I was excited to see the Moneyball comparison in your post–it’s a favorite movie for all of us at Impactstory, for obvious reasons. 🙂
I think you don’t take the analogy far enough, though. To me, Moneyball’s takeaway message is that not everyone has to be amazing at the One Thing (be it batting average or h-index). Rather, there are going to be some players that are great at the One Thing and others who are good at Other Important Things (getting on base, etc/teaching or getting grant money or community outreach etc). When we can devise metrics to measure the impact of those other things, and when we use a more complete suite of metrics to judge our team/department/institution, we can start to fill in the gaps left by years of trying to hire star players who do the One Things well, but not a lot else, and make a team/department/etc that is well-rounded and helps us achieve our larger goals as an institution.
It is disheartening to see that most commenters on this post fail to see that this is satirical.
Huh. It doesn’t read as satire at all to me. Instead, it reads as though you used a different lens to look at the issue of metrics–and their uses–in academia.
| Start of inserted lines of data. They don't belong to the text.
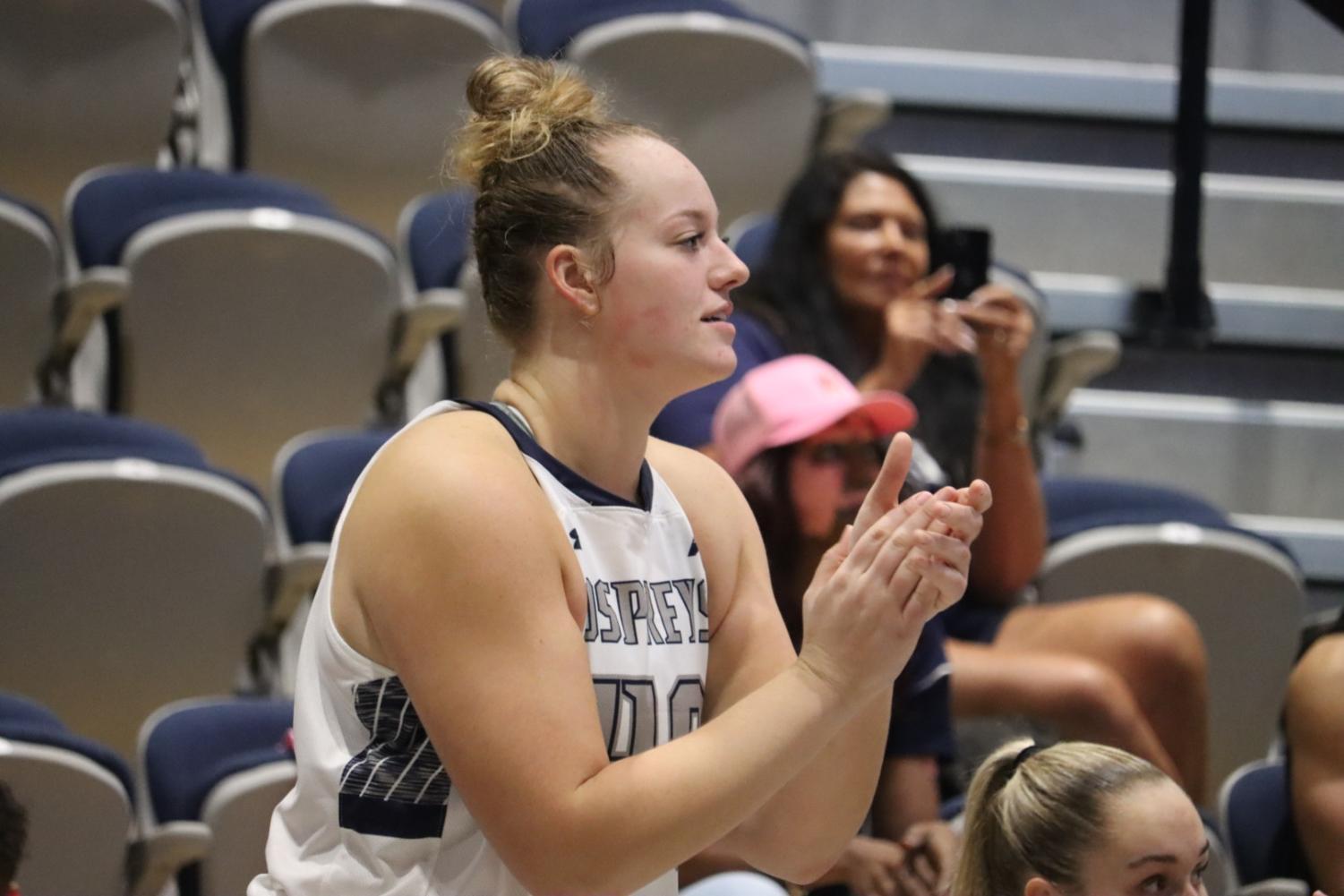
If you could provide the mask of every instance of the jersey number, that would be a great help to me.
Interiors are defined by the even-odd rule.
[[[667,720],[657,712],[659,693],[653,678],[593,678],[597,709],[606,736],[606,755],[613,760],[652,750],[672,737],[695,731],[704,708],[704,682],[699,676],[683,676],[663,697]],[[671,735],[663,729],[671,724]]]

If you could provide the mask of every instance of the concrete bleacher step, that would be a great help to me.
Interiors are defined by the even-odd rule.
[[[1286,541],[1308,578],[1344,582],[1344,404],[1086,388],[1067,416],[1083,445],[1054,473],[1195,492]]]
[[[1344,40],[1344,38],[1341,38]],[[923,47],[816,44],[823,93],[875,91],[898,106],[1171,121],[1176,67]],[[1214,126],[1344,133],[1344,75],[1210,71]]]
[[[1090,165],[941,156],[900,160],[949,222],[995,232],[995,254],[1027,270],[1159,283],[1167,263],[1172,176]],[[1306,289],[1344,283],[1344,181],[1210,175],[1210,281]]]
Bummer to hear that your intent was a satire. I was hoping that SK folks were starting to see the light w/r/t altmetrics. 🙂
Does anyone anywhere on the internet care what the OP literally wrote?
(A joke, slightly on point: You are driving along in your Google self-driving car, or perhaps one should say that it is driving you along. Anyway… Suddenly, a child darts out from behind a parked car chasing his dog into the street. The can can’t possibly stop in time, but it can swerve to hit one or the other, the child or the dog. In the blink of an eye the car “phones home” to the GooglePlex to ask Ma Goog what to do. She looks in her deep and broad knowledge of everything, and noticing that you buy lots of dog toys, and search for dog parks, and are generally fond of dogs, it makes the obvious choice.)
Satire depends heavily on what one believes, Joe, so I too missed it. Were you making fun of altmetrics or baseball? It may not work if you were making fun of both. Perhaps you would be kind enought to explain the joke, heading for home as it were.
I am reminded of the story that the bagpipe was a joke played on the Scots by the French, but the Scots have yet to get it.
Good story and I enjoyed the satire. Some times we take ourselves too serious. By the way what is the impact of steroids on the statistics. Not sure there is a comparison in scientific publishing. Maybe we can consider Elsevier to be on steroids. See you at SSP.